Archaeologists in Suffolk, England, have discovered an Anglo-Saxon cemetery containing more than 200 graves dating back to the seventh century, reports BBC News.

Excavations took place in the town of Oulton ahead of construction of a new housing development, notes Jasper King for the Lowestoft Journal. The burial site, which includes the remains of men, women, children and infants, testifies to the existence of a small farming community.

The site is contemporaneous with and located near Sutton Hoo, a famous royal burial ground that rewrote historians’ understanding of the supposed “Dark Ages” with its trove of sophisticated treasures, according to the National Trust.

Sutton Hoo, discovered in 1939, features two cemeteries dated to the sixth and seventh centuries. Like the individuals responsible for Sutton Hoo, the community behind the cemetery in Oulton may have had ties to the Kingdom of East Anglia, per a statement.

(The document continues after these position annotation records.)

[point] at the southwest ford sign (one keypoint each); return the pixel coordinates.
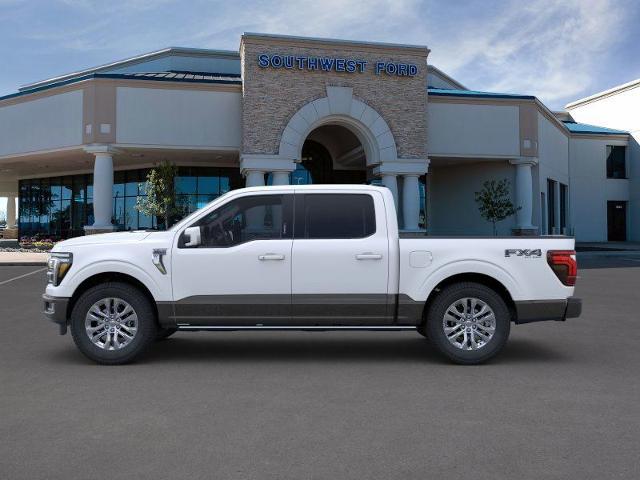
(334, 64)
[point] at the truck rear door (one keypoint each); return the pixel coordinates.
(340, 259)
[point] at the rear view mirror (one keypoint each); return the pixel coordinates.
(192, 237)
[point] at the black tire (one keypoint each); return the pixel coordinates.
(146, 323)
(164, 333)
(435, 323)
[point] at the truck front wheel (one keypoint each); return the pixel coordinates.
(113, 323)
(468, 322)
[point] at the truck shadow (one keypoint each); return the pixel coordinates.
(327, 350)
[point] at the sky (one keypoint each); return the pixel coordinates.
(557, 50)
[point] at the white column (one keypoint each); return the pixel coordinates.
(102, 188)
(280, 178)
(254, 178)
(390, 181)
(524, 193)
(410, 202)
(11, 211)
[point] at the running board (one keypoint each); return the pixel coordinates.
(300, 328)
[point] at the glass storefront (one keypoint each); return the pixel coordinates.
(59, 207)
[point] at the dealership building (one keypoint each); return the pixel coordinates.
(75, 149)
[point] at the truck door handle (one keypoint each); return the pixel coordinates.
(368, 256)
(270, 256)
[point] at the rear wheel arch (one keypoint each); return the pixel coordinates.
(479, 278)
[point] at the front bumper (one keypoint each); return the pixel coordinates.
(55, 309)
(541, 310)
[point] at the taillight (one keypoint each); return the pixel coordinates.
(564, 265)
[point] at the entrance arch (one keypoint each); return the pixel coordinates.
(341, 109)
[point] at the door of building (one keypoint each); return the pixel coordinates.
(617, 221)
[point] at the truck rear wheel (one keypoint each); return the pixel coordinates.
(468, 322)
(113, 323)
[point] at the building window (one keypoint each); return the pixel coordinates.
(564, 207)
(336, 216)
(616, 161)
(551, 206)
(60, 207)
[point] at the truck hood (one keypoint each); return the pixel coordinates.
(104, 238)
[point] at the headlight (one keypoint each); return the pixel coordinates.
(58, 266)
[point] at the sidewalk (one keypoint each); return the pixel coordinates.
(23, 259)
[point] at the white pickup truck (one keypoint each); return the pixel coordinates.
(325, 257)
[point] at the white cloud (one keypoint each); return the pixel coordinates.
(545, 48)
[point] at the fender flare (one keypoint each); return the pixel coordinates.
(116, 266)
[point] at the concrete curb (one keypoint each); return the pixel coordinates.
(23, 264)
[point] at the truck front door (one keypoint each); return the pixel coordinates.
(240, 273)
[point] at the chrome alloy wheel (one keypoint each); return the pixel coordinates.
(111, 324)
(469, 323)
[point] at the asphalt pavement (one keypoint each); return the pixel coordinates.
(561, 402)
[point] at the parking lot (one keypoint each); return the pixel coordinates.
(562, 401)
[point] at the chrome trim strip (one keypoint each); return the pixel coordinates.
(182, 326)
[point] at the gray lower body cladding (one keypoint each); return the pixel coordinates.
(357, 310)
(541, 310)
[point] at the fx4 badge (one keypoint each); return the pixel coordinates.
(526, 253)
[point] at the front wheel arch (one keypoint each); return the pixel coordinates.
(109, 277)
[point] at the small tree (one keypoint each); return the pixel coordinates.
(494, 202)
(161, 199)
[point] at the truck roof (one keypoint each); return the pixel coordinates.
(316, 187)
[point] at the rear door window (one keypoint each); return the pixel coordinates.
(335, 215)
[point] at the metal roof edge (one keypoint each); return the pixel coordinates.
(131, 61)
(605, 93)
(123, 76)
(447, 77)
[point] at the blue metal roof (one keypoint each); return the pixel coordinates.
(575, 127)
(188, 77)
(444, 92)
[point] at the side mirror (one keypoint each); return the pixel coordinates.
(192, 237)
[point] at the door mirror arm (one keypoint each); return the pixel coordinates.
(192, 236)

All that remains of some of the skeletons are dark stains, or “sand silhouettes,” visible in the region’s highly acidic soil. These delicate traces of poorly preserved bones helped reveal the 1,400-year-old site’s 191 burials and 17 cremations, reports Joe Pinkstone for the Daily Mail.

One of the many "sand silhouettes" found at the Anglo-Saxon burial site in Oulton, where highly acidic soil erased nearly all traces of some interred skeletons. Suffolk County Council
A decorated clay pot discovered at the Anglo-Saxon burial site in Oulton. Suffolk County Council

“These shadows also revealed traces of the wooden coffins that some of the individuals were buried in,” says archaeologist Andrew Peachey in the statement.

According to the Journal, objects found at the site included copper-alloy brooches, wrist clasps, amber and glass beads, small iron knives, and silver pennies. Many graves contained pottery; others featured a smattering of weapons, from a sword to iron spearheads and at least one shield.

“Many of the artifacts were so fragile they had to be block lifted for micro-excavation in the labs at Norfolk Museum Service for analysis and conservation,” Peachey adds. “[T]hey were even able to recover pieces of textiles and leather,”

As the Daily Mail reports, archaeologists were hesitant to dig deeper after realizing just how fragile the Oulton finds were, but they have now fully excavated the site. Subsequent studies may reveal new details about the seventh-century agrarian community.

In the statement, a spokesperson for the Suffolk County Council Archaeological Service calls the discovery “nationally significant,” adding that “it is important we oversee and record this work so that we can understand the community buried here and its connections to other finds in Oulton and the nearby settlements and cemeteries at Carlton Colville and Flixton.”